The, LH platform team was headed by François Castaing, who was previously responsible for product engineering and development at American Motors Corporation (AMC). Working with an engineering team of only 700, it took just over three years from the styling studio to the showrooms. To give focus for the platform engineering team, the benchmark target was the Eagle Premier.
As the 1990s dawned, Chrysler faced a renewed round of financial troubles. The US economy slipped into a recession following the 1987 Black Monday stock market crash and the Savings and Loan Crisis, but the company's main problems were due to a lack of engineering innovation and careless spending during the years of prosperity in the 80s. Most of Chrysler's lineup was based on the proven, but dated K-car platform, plus debt accumulated from expensive purchases including Italian automakers Lamborghini and Maserati, along with American Motors, and critics routinely criticized their inability to produce cars that were competitive with Japanese companies or Ford, which had just struck a coup-des-grace with the Taurus line.

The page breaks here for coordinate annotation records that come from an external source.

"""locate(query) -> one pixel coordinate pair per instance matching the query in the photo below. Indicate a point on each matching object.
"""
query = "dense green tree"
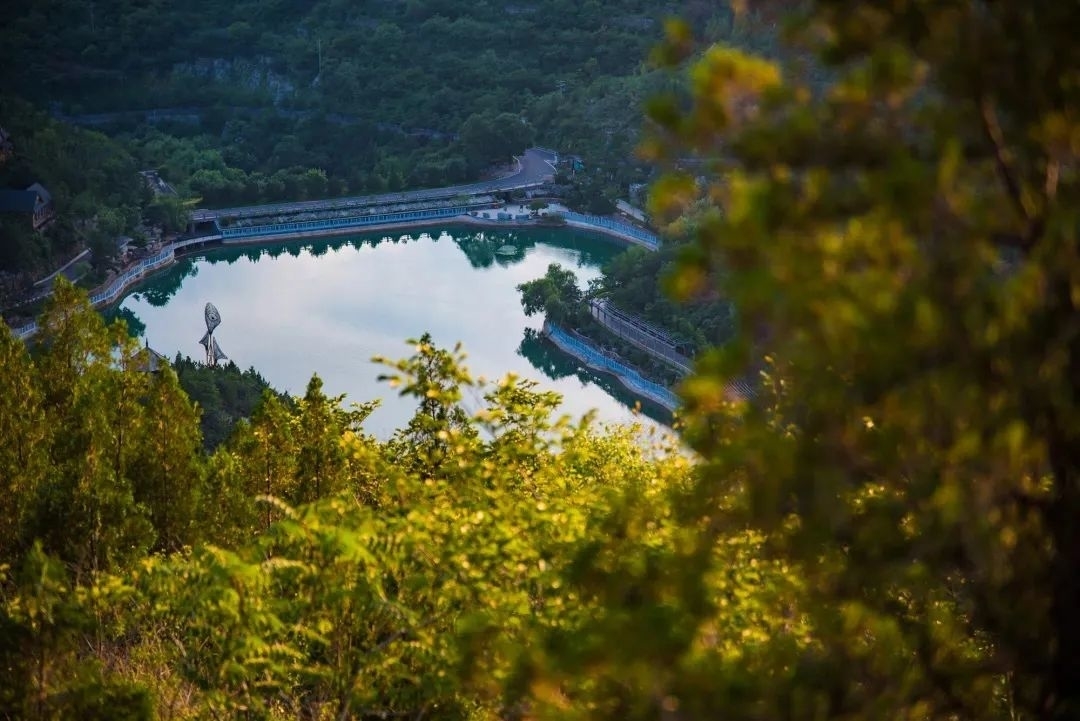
(902, 248)
(266, 444)
(85, 513)
(23, 460)
(556, 295)
(321, 459)
(167, 471)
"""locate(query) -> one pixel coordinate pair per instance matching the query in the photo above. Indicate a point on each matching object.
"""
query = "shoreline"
(428, 222)
(110, 296)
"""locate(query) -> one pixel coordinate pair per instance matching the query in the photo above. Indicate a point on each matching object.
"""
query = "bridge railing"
(636, 331)
(628, 376)
(356, 221)
(113, 289)
(649, 240)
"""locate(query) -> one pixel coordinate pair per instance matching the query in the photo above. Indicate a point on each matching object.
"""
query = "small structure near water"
(214, 352)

It was also widely believed that Chairman Lee Iacocca had stayed at the helm of Chrysler too long. Thus, it was time for the automaker to make a fresh start for the 1990s. In 1992, Iacocca (who had just turned 68) was finally persuaded to retire. Although some suspected that he would turn the reigns over to Bob Lutz, he instead designated the more conservative, straitlaced Bob Eaton as new chairman. This was because Chrysler faced an uncertain future and that its engineers were allowed to do what they felt was innovative. The LH vehicles were, generally, a great success for Chrysler and the cab-forward look influenced other car designs in the 1990s. Although the real "gold mine" of Chrysler's acquisition of AMC was the Jeep brand, their minivans and LH sedans also helped to bail the company out of almost certain bankruptcy in the 1990s.
Chrysler advertised the advantages of the LH's "cab-forward" architecture (short, sloping hood and long windshield), and even used the platform name for the Chrysler LHS sedan. This look dictated one major design decision: the LH uses a longitudinal engine rather than the transverse engine position, which is more typical for front-wheel drive cars. This arrangement meant that the design team had to use a chain to connect the automatic transmission with the front differential, a design reminiscent of the original Oldsmobile Toronado. The transverse engine position generally uses a chain to connect the engine with the transmission, a higher-velocity application subject to greater wear and noise.
The Dodge and Eagle LH cars competed directly against the Ford Taurus and other mid-size cars, largely replacing the K-based C-bodies, The Chrysler models competed with upmarket domestics such as Buick and Oldsmobile. The LH cars debuted in 1993, and were updated in 1998. The LH platform was replaced with the rear-wheel drive Chrysler LX platform for the 2005 model year.
First generation (1993-1997)
Cars that used the first revision of the LH platform include:
All versions shared a 113-inch (2,900 mm) wheelbase. One year after the original three cars were introduced, the "stretched" LHS and New Yorker had different rear bodywork providing 5 inches (130 mm) more overall length as well as a revised rear seat providing more leg room.
Originally, Chrysler came close to giving Plymouth a variant of the LH platform, called the Plymouth Accolade, a name consistent with the then-current Plymouth Acclaim. It was to be a base model below the equipment level of the Intrepid. The Accolade never made it into production.
Second generation (1998-2004)
Cars that used the second revision of the LH platform include:
When Chrysler discontinued the Eagle brand after 1998, the Chrysler 300M was introduced as a replacement for the Vision. All models again shared a wheelbase of 113 inches (2,870 mm). The 300M was several inches shorter than Concorde, Intrepid, & LHS, due to shorter front and rear overhangs in order to bring the car's length under 5 meters.
One episode of Robert Reich's 1992 PBS miniseries Made In America focused on the then-yet-to-be-released LH's development and its role in reversing Chrysler's flagging fortunes. A camouflaged Dodge Intrepid is seen being put through the paces at Chrysler's test track, along with concept sketches and other behind-the-scenes activities.